When you run your app with Kubernetes, you get: 

  • Automated deployments: You tell K8s how you want your application to look, and it figures out how to get there gradually, without disrupting uptime. So, K8s can deploy or roll back your code for you.
  • On-the-fly and automatic scaling: You can tell K8s how much memory and CPU a container needs. Then it figures out how to fit them into the nodes you allocated to your cluster. K8s ability to make the most of your system resources is one of its most powerful abilities.
  • Storage management: K8s coordinates mounting and unmounting storage for your containers. It works with block storage, proprietary cloud systems, and more.
  • Dynamic load balancing: K8s makes containers available via an IP address or DNS name to the outside world. If traffic to a single instance reaches a designated threshold, it will distribute the load to more than one instance.
  • Configuration: K8s has tools for storing and managing configuration information, including secrets and tokens. These tools are a way to safely store secrets and push changes to applications without building a deploying new container.
  • Automatic recovery and failover: When containers fail or stop unexpectedly, K8s will restart them for you. You can provide a custom health check to K8s, and it will restart your container when the check fails.

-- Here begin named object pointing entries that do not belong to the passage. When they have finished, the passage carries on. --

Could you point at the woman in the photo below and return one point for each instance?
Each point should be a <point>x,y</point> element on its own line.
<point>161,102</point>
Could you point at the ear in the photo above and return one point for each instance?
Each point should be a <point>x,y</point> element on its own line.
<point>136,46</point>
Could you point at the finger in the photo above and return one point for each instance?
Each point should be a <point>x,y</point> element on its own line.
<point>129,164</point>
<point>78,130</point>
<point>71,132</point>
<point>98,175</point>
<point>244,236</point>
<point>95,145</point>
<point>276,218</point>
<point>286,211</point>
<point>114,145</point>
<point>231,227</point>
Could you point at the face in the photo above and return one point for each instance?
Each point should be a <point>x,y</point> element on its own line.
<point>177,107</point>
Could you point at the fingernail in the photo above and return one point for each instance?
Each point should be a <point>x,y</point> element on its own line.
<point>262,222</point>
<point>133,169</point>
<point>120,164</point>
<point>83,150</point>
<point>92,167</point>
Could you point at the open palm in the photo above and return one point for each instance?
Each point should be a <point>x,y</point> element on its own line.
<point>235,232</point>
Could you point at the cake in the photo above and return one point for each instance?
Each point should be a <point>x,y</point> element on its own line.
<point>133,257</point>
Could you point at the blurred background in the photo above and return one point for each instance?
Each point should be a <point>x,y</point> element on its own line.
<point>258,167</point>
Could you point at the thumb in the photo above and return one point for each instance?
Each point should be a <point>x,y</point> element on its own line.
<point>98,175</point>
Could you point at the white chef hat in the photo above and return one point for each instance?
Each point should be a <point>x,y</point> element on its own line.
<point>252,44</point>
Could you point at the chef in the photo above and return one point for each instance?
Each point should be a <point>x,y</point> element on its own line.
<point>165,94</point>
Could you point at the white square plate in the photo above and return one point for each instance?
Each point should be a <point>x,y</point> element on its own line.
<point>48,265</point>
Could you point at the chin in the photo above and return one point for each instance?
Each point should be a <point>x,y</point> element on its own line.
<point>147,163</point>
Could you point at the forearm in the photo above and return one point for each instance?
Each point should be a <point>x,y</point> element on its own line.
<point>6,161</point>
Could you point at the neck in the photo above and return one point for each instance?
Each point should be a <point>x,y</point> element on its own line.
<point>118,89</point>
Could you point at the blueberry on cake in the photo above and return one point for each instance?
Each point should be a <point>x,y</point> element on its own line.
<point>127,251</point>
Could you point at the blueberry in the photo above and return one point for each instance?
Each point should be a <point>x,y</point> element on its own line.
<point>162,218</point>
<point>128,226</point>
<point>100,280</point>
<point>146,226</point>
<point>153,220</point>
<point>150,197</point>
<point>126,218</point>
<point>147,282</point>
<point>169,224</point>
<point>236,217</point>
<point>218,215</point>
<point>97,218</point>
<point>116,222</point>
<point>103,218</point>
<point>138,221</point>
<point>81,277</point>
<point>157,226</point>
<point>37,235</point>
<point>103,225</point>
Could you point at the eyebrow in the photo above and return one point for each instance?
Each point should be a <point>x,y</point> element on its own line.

So with Kubernetes, you get the portability of containers combined with a robust automated infrastructure that runs in the cloud. 

Terraform and Kubernetes Together

So, you can see how "Terraform vs. Kubernetes" isn't an entirely valid comparison. Terraform is an automation tool for building infrastructure. Kubernetes is an automation platform for running applications. They are both automation tools, and both can help you make your cloud applications easier to build, scale, and maintain. But, they solve different problems and are far from mutually exclusive. 

Hashicorp offers an official Kubernetes provider. It's open-source and available on Github. The documentation is complete, and Hashicorp offers sample HCL scripts for EKS, GKE, and AKS with the course code. 

There are several reasons to provision a cloud Kubernetes cluster with Terraform instead of using their proprietary tools. The obvious reason is that Terraform's cloud-agnostic features make it easier to build clusters to other cloud providers, even if you consider the differences between systems. Even if you don't want to move to a different cloud provider, you may find it necessary to run on an alternative public cloud for disaster recovery. Another good reason is to make it easier to create different environments inside the same cloud provider. In both cases, using Terraform to build K8s clusters acts as a form of documentation. Instead of proprietary shell scripts or worse, steps in a web interface, you have HCL scripts that document how you built your k8s cluster. 

You can manage a Kubernetes cluster with Terraform, too. 

Cloud Automation Tools

We covered what Terraform and Kubernetes are, how they differ, and how you can use them together to make your cloud infrastructure easier to build and manage. Terraform is an automated infrastructure as code tool for provisioning and managing cloud infrastructure. It supports a large number of different platforms and services with a scripting language for describing the services you need and how Terraform is to provision them. Kubernetes is a container orchestration platform. You use it to automate deploying, scaling, recovering, and load-balancing your containerized applications. It runs on every major public cloud platform, as well as on-premises. 

Terraform automates infrastructure. Kubernetes automates containers and applications. Rather than competing, they complement each other. You can use Terraform to deploy your Kubernetes clusters and make it easy to reproduce them in different environments.